Is there a gym suit museum somewhere?
21 May 2012
Double Exposure
Remember that she learned to ride her bike? Here's evidence - complete with an inadvertent multiple exposure, which I like, it gives it motion.
16 May 2012
Elected Office...Not.
So yesterday was the local school and library voting - budgets and board members. For some reason, no one ran for library board. As I was entering the high school gym to vote, I ran into the editor of the local paper, and I asked her why no one was running.
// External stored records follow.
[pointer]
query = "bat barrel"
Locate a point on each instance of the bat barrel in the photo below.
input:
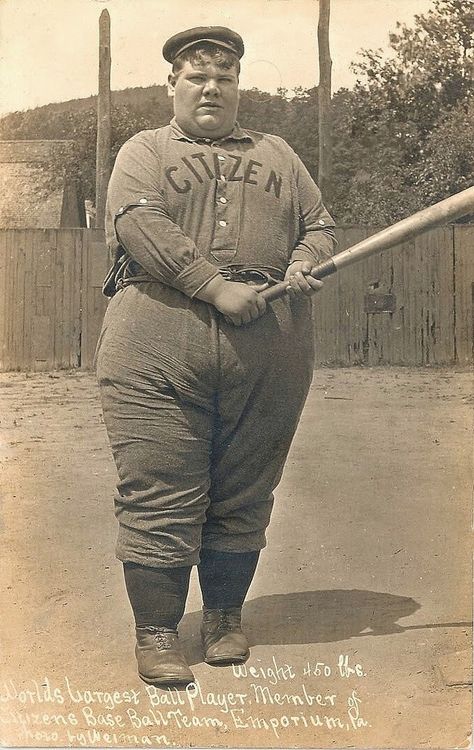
(450, 209)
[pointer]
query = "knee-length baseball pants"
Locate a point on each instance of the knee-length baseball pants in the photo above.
(200, 416)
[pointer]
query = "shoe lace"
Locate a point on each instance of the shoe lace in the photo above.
(162, 638)
(228, 620)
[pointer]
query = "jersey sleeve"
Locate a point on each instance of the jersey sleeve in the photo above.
(316, 240)
(138, 220)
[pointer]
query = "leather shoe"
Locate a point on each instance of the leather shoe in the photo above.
(222, 637)
(160, 659)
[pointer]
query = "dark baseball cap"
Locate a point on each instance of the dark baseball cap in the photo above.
(219, 35)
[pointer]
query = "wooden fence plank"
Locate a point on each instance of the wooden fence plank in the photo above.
(68, 284)
(44, 312)
(464, 292)
(47, 276)
(3, 299)
(95, 264)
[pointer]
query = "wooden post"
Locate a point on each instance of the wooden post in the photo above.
(103, 120)
(324, 103)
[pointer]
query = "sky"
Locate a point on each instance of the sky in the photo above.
(48, 48)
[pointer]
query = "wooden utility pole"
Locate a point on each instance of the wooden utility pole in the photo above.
(103, 120)
(324, 103)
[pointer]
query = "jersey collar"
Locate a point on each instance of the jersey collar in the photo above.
(238, 134)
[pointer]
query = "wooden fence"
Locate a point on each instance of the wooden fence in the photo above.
(413, 305)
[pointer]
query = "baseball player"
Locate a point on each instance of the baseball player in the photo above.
(202, 383)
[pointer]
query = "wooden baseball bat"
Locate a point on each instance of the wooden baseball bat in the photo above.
(460, 204)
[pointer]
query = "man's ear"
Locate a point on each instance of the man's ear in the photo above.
(171, 84)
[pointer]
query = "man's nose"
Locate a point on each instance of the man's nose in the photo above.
(211, 87)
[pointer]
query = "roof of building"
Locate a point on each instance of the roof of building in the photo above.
(35, 192)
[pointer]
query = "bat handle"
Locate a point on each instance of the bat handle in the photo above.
(326, 268)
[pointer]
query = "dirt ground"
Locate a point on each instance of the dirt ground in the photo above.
(360, 614)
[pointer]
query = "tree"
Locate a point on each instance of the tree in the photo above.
(388, 127)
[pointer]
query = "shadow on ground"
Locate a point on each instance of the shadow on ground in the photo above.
(310, 617)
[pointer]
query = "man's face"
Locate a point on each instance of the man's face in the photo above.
(206, 98)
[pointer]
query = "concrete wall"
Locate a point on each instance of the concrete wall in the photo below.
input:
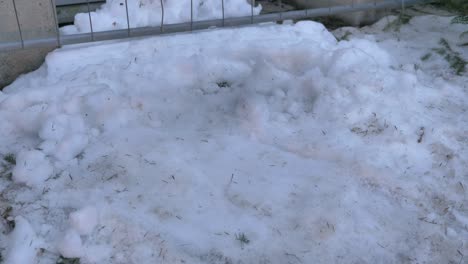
(36, 20)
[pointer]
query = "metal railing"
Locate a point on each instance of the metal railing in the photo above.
(60, 39)
(75, 2)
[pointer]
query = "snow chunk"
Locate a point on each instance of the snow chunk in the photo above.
(70, 246)
(32, 168)
(23, 243)
(84, 220)
(64, 136)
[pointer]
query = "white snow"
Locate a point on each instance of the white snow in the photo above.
(84, 220)
(22, 243)
(141, 13)
(71, 246)
(168, 149)
(32, 168)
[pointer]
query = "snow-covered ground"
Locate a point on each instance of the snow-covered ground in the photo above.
(263, 144)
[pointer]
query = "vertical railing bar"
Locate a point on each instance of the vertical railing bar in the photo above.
(252, 3)
(57, 31)
(191, 15)
(128, 19)
(90, 21)
(162, 15)
(222, 8)
(19, 25)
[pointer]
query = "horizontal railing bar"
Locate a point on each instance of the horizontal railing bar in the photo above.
(201, 25)
(76, 2)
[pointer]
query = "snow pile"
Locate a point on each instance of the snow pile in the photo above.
(23, 243)
(141, 13)
(32, 168)
(266, 144)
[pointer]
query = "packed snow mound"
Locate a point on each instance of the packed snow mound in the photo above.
(141, 13)
(32, 168)
(23, 243)
(265, 144)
She lit up and said "write yourself in". So I did.
This morning, I woke up to an email from said editor, subject line reading:
Out of 62 write-in votes, I got two, Bill got two, and the winner got 34. So, I lost the race, but I'm totally tickled by the results.
15 May 2012
My Mother In My Garden
I spent a good chunk of time in the garden on Sunday. I had flowers to pot up for the front steps, and plants gotten at the garden club sale to put in the ground. There was a bleeding heart that was eating a corner of the perennial bed, a bleeding heart so big it had collapsed of its own sheer exuberance (abetted by a heavy rain). Even though it was still kind of in full bloom, I heartlessly dug it up and divided it in half. Here's hoping it survives. I impaled myself trying to prune the flowering quince, getting intractable thorns stuck in both hands. By the time I was done, I was filthy and sore, and oh so very pleased with myself.
It's impossible for me to work in the garden without thinking of my mother. Hers was her joy. A chore, to be sure, but a joy. She was ever shuffling hosta; I do the same. Her plants are scattered through my yard - hosta, astilbe, sedum - and solomon's seal running up along the front steps.
The sign was hers, bought in France, brought home and mounted on a bit of plywood. It faded terribly, its white letters all chalked off a few years after she got it. But she loved it so, and so painstakingly repainted all the little letters. You can't tell from a distance, but up close? It bears her brushmarks. And I think that's a bit of her standard issue hosta in the lower right hand corner.
It amuses me no end to have her sign living in my own garden. Little children are particularly perplexed, because (as yet) none of them speak French. If you come visit, you're not allowed pick the mushrooms (we've only toadstools), but I might send you home with a piece of hosta.